Is the kernel trick unnecessary for for non-linear SVM?

Question

I am just learning about Mercer Kernels, and a question came up. Since using Mercer's theorem, we know that a positive definite kernel matrix can be represented by an inner production of the input vector mapped to new feature space implied by the kernel.

A Gram matrix of $X$ is defined a $K(X;k)\in \mathbb{R}^{m\times m}$ such that $K_{i,j}=k(\hat{x}_i,\hat{x}_j)$. If the matrix $K$ is positive definite, then $k$ is called a Mercer Kernel. By Mercer's Theorem, if we have a Mercer kernel, then there exists a function $\phi: X \to Y $ such that $$k(\hat{x}_i,\hat{x}_j)=\langle \phi(\hat{x}_i),\phi(\hat{x}_j) \rangle $$ The question is, since this is the case, why do we need to use the kernel function at all? Why not just transform the data according to $\phi$ and use the transformed features to train the SVM. Apparently with this approach there should be some difficulty while classifying a new datapoint, but I am not quite finding the issue.

Thanks!

Answer 1

Say our data lives in $\mathbb R$ and we're using the kernel $$k(x, y) = 1 + 2 x y + x^2 y^2,$$ which corresponds to $$\phi(x) = \begin{bmatrix}1 \\ \sqrt 2 x \\ x^2\end{bmatrix}.$$

If we train a linear SVM on the one-dimensional $\phi(x)$ data, or a kernel SVM on the three-dimensional $x$ data, we'll get the same prediction rule for new data out. So, in this case, the kernel trick is "unnecessary."

But say our data lives in $\mathbb R^d$ and we want to use the kernel $$k(x, y) = 1 + 2 x^T y + (x^T y)^2 = (x^T y + 1)^2.$$ Then the corresponding features end up being of dimension $\frac12 d^2 + \frac32 d + 1$. This is suddenly a much larger model, that will take more computation to solve, more memory to store, etc.

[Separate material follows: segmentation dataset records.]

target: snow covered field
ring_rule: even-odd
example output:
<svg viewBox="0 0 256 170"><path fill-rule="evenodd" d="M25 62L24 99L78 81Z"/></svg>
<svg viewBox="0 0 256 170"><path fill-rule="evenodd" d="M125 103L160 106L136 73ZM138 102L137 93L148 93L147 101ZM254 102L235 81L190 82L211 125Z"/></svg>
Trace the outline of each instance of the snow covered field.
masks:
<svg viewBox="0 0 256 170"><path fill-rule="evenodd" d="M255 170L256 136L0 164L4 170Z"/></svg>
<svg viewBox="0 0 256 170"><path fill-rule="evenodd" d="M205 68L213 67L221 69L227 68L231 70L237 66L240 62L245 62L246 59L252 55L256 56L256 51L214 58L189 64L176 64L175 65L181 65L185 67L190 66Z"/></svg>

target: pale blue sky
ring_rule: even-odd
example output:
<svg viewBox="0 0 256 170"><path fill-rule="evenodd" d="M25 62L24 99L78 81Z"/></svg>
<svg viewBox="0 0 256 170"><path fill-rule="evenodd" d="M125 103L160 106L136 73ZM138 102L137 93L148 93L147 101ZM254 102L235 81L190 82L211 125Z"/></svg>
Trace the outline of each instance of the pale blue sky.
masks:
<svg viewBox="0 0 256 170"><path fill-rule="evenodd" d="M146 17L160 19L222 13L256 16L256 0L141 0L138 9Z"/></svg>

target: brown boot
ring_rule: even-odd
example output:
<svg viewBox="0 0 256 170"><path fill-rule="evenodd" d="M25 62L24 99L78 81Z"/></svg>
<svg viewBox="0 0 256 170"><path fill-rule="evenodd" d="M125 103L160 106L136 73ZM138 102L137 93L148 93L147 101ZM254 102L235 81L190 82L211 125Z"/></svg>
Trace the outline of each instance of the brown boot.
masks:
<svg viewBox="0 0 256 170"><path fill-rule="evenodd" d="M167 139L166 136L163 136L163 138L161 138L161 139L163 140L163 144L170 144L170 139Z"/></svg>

Even worse, say we want to use the kernel $$ k(x, y) = \exp\left( - \frac{1}{2 \sigma^2} \lVert x - y \rVert^2 \right) .$$ The $\phi$ features here end up being infinite-dimensional (see here), which means it will take an infinite amount of time and memory to compute with directly. But using the kernel trick, we can do it just fine.

It can also be much easier to choose functions $k$ with certain properties than it is to design feature functions $\phi$. (Kernels are no harder to design than feature functions – you can just write them as $\phi(x)^T \phi(y)$ directly, after all – but the opposite direction can be quite difficult.)